As the banks battle it out for consumers skittish about jumping into what more than one analyst sees as an inflated housing market, lenders know their costs have dropped in the past few weeks. The Bank of Canada’s five-year bond rate is in the 1.3 per cent range after being almost at 1.6 per cent at the end of January.
“Perhaps there is pressure to lower rates,” said Gregory Klump, chief economist with the Canadian Real Estate Association, about banks trying to capture customers in a slowing market. “It remains to be seen how much [the real estate market] is going to slow.”
While some predict a collapse in the housing market, so far prices have remained firm and sales have dipped only in the single-digit range from a year ago.

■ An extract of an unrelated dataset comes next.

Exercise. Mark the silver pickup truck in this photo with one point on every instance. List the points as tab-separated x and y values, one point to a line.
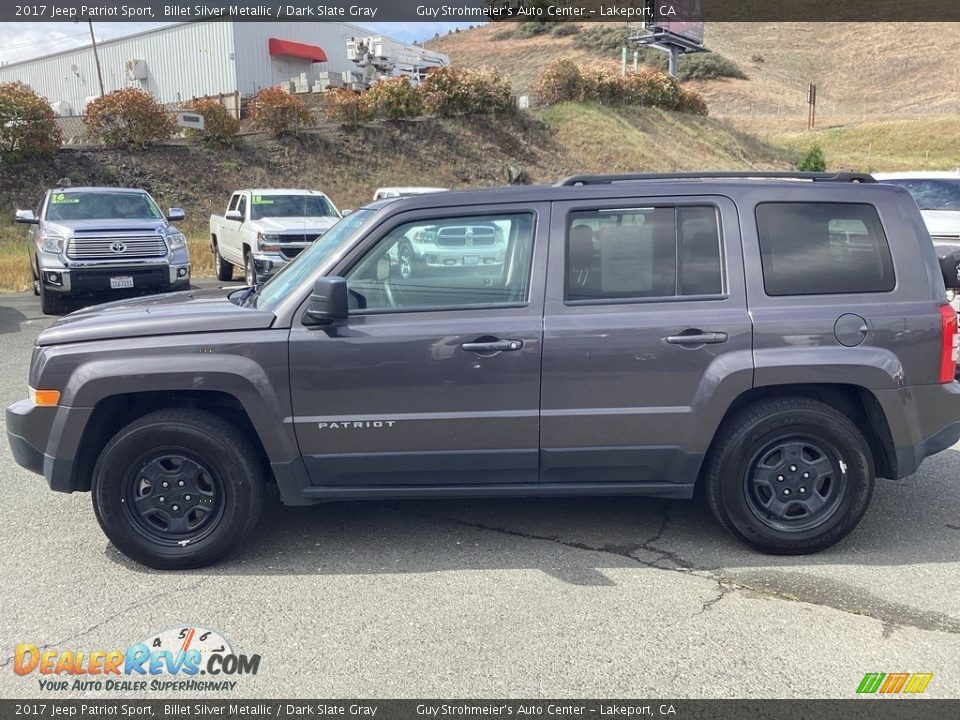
262	230
90	240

CREA said last month that January prices were up 2 per cent year-over-year, while sales were down 5.2 per cent during the same period. On a seasonally adjusted basis, sales actually climbed 1.3 per cent from December to January.
It’s unclear whether a new round of mortgage rate cuts will have an impact on consumers already used to a prime rate of 3 per cent and long-term mortgage rates even below that.
“I don’t think low rates change their mind on whether they are going to buy or not,” Mr. Klump said. “What it does change is how much property they can afford. The most important thing at this point in the cycle is how confident consumers are of economic prospects going forward.”
The Bank of Montreal may catch some headlines with its new rate, but mortgage brokers have been offering deals as low as 2.84 per cent on a five-year mortgage without any of the restrictions of the BMO mortgage. The rate on a 10-year mortgage is as low as 3.64 per cent, say industry sources.
“You can’t break the BMO mortgage and transfer to another lender,” said Rob McLister, editor of Canadian Mortgage Trends, adding a customer can make a prepayment for only 10 per cent of the value of the mortgage per year instead of the standard 20 per cent.
Mr. McLister said if the bond market continues to go down, he can see rates falling even below the 2.99 per cent threshold BMO establishing.
“They are going to try to keep rates as high as they can for as long as they can,” he said.
As bond rates have dropped, it is has allowed lenders who fund mortgage brokers to lower their rates, making them more competitive with the big banks.
The last time banks started cutting rates in a competitive battle, they drew the wrath of Finance Minister Jim Flaherty, who has repeatedly expressed concerns about the housing market getting overheated.
Mr. Flaherty has indicated he wants to avoid a crash and has brought in new restrictions — including limiting amortization lengths to 25 years today from as high as 40 years during the housing boom — to cool the market and ensure a soft landing.
“There is uneasiness at the federal level with banks competing on rates. [Ottawa is stepping in], but behind the scenes,” Mr. McLister said.
BMO warned that rates could be going up in the future, making locking in a priority. “There is always competition out there,” said Sameh Elrefaei, head of BMO’s home financing products. “The reason we are doing this now is essentially our customers have been telling us they like this product and they want the certainty of a lower payment and a better rate.”
Others banks appear poised for battle, with one industry source indicating customers can already get a six-month rate hold as low as 2.99 per cent from one major lender.
Farhaneh Haque, director of mortgage advice and real estate-secured lending at Toronto-Dominion Bank, said her financial institution is ready to be competitive.
“There is a lot of margin pressure, but the reality is there is a spring rally and the reality is customers are out there shopping,” Ms. Haque said.